Warren Ackerman, an analyst covering Aryzta for Societe Generale, told Toland he was “struggling a little bit to see another reason for the double-digit downgrade”.

Ackerman said: “I’m still a bit surprised that you’re still saying that you’re underestimating the challenges in the group. All the factors that you’re flagging today are the same factors as we’ve heard before.”

Toland responded: “We clearly have some very, very strong headwinds facing us in terms of cost inflation, particularly around labour and distribution. And we have been seeking to contain that and offset it by further cost efficiencies across the network.”

Aryzta, like many food companies operating in the US, has been confronted with pressure from high logistics and distribution costs. It is an industry-wide problem and, to some extent, Aryzta should not be overly criticised for that bucket of costs affecting the business.

Elsewhere, Aryzta is also facing a surge in butter prices and, again, the company is not alone in seeing that pressure.

However, there will be questions asked in the investment community about Aryzta’s inability to push its prices in North America up to the levels it had thought it could.

And two profit warnings in four months is hardly going to breed confidence in the company and the ability of its management to improve its performance. 

Moreover, in the face of the fresh profit warning, there is also some worry about Aryzta hitting its debt covenants. The company insists it will not breach the covenants and said on Thursday it does not need to sell its 49% stake in French frozen-food retailer Picard to avoid that scenario, although a disposal of those shares will go some way to improving investor confidence.

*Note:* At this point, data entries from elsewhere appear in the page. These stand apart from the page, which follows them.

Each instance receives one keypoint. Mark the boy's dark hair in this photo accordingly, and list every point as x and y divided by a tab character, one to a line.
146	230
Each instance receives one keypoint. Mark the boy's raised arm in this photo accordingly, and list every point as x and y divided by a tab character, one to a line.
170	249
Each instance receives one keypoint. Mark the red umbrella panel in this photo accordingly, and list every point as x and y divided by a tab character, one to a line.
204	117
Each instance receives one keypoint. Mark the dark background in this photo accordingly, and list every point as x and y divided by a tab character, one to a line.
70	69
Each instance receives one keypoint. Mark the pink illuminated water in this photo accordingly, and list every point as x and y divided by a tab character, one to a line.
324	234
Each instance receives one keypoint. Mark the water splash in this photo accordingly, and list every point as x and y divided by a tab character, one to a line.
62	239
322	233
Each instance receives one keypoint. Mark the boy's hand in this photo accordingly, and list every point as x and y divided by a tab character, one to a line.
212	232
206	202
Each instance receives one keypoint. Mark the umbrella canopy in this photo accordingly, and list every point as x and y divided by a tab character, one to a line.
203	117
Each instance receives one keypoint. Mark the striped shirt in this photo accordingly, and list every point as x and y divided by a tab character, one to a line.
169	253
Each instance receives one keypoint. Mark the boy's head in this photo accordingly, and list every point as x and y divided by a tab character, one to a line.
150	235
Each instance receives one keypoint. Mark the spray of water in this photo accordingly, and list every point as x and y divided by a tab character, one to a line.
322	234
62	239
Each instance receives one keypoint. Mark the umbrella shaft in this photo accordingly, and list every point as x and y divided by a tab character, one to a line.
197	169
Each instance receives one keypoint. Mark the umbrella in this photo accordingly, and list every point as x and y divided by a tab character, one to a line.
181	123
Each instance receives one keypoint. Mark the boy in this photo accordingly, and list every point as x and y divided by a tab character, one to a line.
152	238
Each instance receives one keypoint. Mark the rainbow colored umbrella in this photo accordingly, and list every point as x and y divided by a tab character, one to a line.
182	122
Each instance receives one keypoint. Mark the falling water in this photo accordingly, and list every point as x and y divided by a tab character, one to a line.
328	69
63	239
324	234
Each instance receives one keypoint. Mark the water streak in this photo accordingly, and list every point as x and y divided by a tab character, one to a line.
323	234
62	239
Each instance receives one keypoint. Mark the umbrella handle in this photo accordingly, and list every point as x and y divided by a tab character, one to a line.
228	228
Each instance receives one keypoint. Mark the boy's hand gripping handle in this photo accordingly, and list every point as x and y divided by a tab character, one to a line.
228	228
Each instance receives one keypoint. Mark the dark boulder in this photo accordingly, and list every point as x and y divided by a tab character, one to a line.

There is some disappointment Aryzta has yet to sell its interest in Picard, a shareholding acquired in 2015 and a move questioned by some in the investment community almost ever since.

Alain Oberhuber, a consumer goods analyst and CEO at MainFirst Schweiz, believes Picard is “unlikely to be sold at an acceptable price” in the company’s current fiscal year, which runs until the end of June.

“It looks like the divestment of Picard takes longer than expected and will occur later than fiscal year 2018. This was one of the key elements of our investment case,” Oberhuber said in a note to clients yesterday.

He added: “In terms of the balance sheet, covenants for fiscal year 2018 will not be breached but fiscal year 2019 looks challenging to reach.”

And in a note to clients in the wake of Aryzta’s third-quarter trading update and fresh profit warning, Jon Cox, an analyst covering the company for French finance house Kepler Cheuvreux, said: “The reputation of the new management team, which had looked strong as it has been in place for less than 12 months, takes another hit with a second profit warning this year. Given the multiple uncertainties, we see the stock as uninvestable currently.”

This week’s surprise announcement from Aryzta has not wiped out investor confidence in Toland and his new management team. There is still some patience in the investment community. And the company has been buffeted by some industry-wide pressures.

However, Aryzta’s full-year results – and, more pertinently, Toland’s outlook for the company’s new financial year – will be scrutinised when the group next comes to the market in October.